Un vrai pays de Cocagne, où tout est beau, riche, tranquille, honnête ; où le luxe a plaisir à se mirer dans l’ordre ; où la vie est grasse et douce à respirer ; d’où le désordre, la turbulence et l’imprévu sont exclus ; où le bonheur est marié au silence ; où la cuisine elle-même est poétique, grasse et excitante à la fois ; où tout vous ressemble, mon cher ange.

Tu connais cette maladie fiévreuse qui s’empare de nous dans les froides misères, cette nostalgie du pays qu’on ignore, cette angoisse de la curiosité ? Il est une contrée qui te ressemble, où tout est beau, riche, tranquille et honnête, où la fantaisie a bâti et décoré une Chine occidentale, où la vie est douce à respirer, où le bonheur est marié au silence. C’est là qu’il faut aller vivre, c’est là qu’il faut aller mourir !

Oui, c’est là qu’il faut aller respirer, rêver et allonger les heures par l’infini des sensations. Un musicien a écrit l’Invitation à la valse ; quel est celui qui composera l’Invitation au voyage, qu’on puisse offrir à la femme aimée, à la sœur d’élection ?

Oui, c’est dans cette atmosphère qu’il ferait bon vivre, — là-bas, où les heures plus lentes contiennent plus de pensées, où les horloges sonnent le bonheur avec une plus profonde et plus significative solennité.

Sur des panneaux luisants, ou sur des cuirs dorés et d’une richesse sombre, vivent discrètement des peintures béates, calmes et profondes, comme les âmes des artistes qui les créèrent. Les soleils couchants, qui colorent si richement la salle à manger ou le salon, sont tamisés par de belles étoffes ou par ces hautes fenêtres ouvragées que le plomb divise en nombreux compartiments. Les meubles sont vastes, curieux, bizarres, armés de serrures et de secrets comme des âmes raffinées. Les miroirs, les métaux, les étoffes, l’orfévrerie et la faïence y jouent pour les yeux une symphonie muette et mystérieuse ; et de toutes choses, de tous les coins, des fissures des tiroirs et des plis des étoffes s’échappe un parfum singulier, un revenez-y de Sumatra, qui est comme l’âme de l’appartement.

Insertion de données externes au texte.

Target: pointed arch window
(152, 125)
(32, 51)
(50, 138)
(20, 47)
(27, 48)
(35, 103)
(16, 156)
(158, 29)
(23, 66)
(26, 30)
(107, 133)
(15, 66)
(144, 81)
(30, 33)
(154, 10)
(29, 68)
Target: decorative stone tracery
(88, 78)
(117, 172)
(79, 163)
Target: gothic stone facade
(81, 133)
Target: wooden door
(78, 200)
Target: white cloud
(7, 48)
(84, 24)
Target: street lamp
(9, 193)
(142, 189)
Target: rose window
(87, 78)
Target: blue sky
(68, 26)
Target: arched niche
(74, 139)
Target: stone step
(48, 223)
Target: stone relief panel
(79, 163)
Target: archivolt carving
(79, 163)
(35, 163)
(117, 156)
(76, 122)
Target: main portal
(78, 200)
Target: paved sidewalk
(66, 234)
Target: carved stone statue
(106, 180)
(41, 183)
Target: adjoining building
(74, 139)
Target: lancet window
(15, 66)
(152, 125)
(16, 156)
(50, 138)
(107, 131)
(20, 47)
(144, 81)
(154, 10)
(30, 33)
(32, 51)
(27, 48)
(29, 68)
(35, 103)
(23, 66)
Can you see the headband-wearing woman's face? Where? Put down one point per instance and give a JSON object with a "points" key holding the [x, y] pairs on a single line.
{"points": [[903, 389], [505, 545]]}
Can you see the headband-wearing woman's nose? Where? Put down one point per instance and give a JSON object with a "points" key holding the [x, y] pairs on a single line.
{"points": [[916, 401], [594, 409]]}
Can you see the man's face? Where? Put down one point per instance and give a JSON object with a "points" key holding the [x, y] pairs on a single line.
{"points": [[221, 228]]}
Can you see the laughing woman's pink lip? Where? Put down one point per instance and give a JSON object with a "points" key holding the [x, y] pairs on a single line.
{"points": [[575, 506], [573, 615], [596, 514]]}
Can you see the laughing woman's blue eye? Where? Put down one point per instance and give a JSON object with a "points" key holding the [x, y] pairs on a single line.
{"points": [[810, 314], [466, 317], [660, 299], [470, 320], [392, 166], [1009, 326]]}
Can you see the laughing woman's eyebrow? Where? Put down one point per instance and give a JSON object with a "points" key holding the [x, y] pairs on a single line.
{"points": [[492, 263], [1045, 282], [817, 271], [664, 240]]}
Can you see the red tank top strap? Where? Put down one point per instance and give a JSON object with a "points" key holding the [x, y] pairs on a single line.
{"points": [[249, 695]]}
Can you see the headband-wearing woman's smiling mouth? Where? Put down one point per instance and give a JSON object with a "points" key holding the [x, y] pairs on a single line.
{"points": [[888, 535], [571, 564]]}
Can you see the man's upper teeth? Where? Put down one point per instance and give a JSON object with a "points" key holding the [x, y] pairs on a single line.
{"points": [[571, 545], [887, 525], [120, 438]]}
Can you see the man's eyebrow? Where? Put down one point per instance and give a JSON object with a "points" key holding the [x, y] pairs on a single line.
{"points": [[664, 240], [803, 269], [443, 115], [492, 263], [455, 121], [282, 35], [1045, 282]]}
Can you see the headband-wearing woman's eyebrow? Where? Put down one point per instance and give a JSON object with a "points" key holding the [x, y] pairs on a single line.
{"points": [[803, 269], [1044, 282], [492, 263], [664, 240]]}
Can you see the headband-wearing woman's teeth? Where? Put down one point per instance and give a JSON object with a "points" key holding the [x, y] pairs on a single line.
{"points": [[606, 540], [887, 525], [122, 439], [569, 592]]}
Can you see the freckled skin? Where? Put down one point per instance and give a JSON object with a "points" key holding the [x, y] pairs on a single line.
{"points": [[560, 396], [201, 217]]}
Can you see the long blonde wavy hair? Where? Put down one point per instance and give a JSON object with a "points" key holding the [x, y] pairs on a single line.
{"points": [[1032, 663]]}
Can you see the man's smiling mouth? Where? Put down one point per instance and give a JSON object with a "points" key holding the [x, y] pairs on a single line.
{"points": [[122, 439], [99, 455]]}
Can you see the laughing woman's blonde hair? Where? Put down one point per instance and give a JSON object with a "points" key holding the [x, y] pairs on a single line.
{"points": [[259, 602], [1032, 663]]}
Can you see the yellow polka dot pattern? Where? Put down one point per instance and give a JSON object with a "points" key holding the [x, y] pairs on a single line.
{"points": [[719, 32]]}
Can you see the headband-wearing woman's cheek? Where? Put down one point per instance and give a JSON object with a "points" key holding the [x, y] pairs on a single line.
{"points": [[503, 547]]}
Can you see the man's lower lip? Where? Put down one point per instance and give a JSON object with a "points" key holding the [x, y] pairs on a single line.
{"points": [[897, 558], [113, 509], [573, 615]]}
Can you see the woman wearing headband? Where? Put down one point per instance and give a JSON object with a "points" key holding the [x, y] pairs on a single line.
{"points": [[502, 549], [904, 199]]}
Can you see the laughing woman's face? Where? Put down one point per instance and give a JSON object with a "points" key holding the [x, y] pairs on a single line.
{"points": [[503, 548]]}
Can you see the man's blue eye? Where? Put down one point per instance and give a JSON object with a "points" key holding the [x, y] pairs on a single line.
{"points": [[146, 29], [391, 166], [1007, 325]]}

Un vrai pays de Cocagne, te dis-je, où tout est riche, propre et luisant, comme une belle conscience, comme une magnifique batterie de cuisine, comme une splendide orfévrerie, comme une bijouterie bariolée ! Les trésors du monde y affluent, comme dans la maison d’un homme laborieux et qui a bien mérité du monde entier. Pays singulier, supérieur aux autres, comme l’Art l’est à la Nature, où celle-ci est réformée par le rêve, où elle est corrigée, embellie, refondue.

Qu’ils cherchent, qu’ils cherchent encore, qu’ils reculent sans cesse les limites de leur bonheur, ces alchimistes de l’horticulture ! Qu’ils proposent des prix de soixante et de cent mille florins pour qui résoudra leurs ambitieux problèmes ! Moi, j’ai trouvé ma tulipe noire et mon dahlia bleu !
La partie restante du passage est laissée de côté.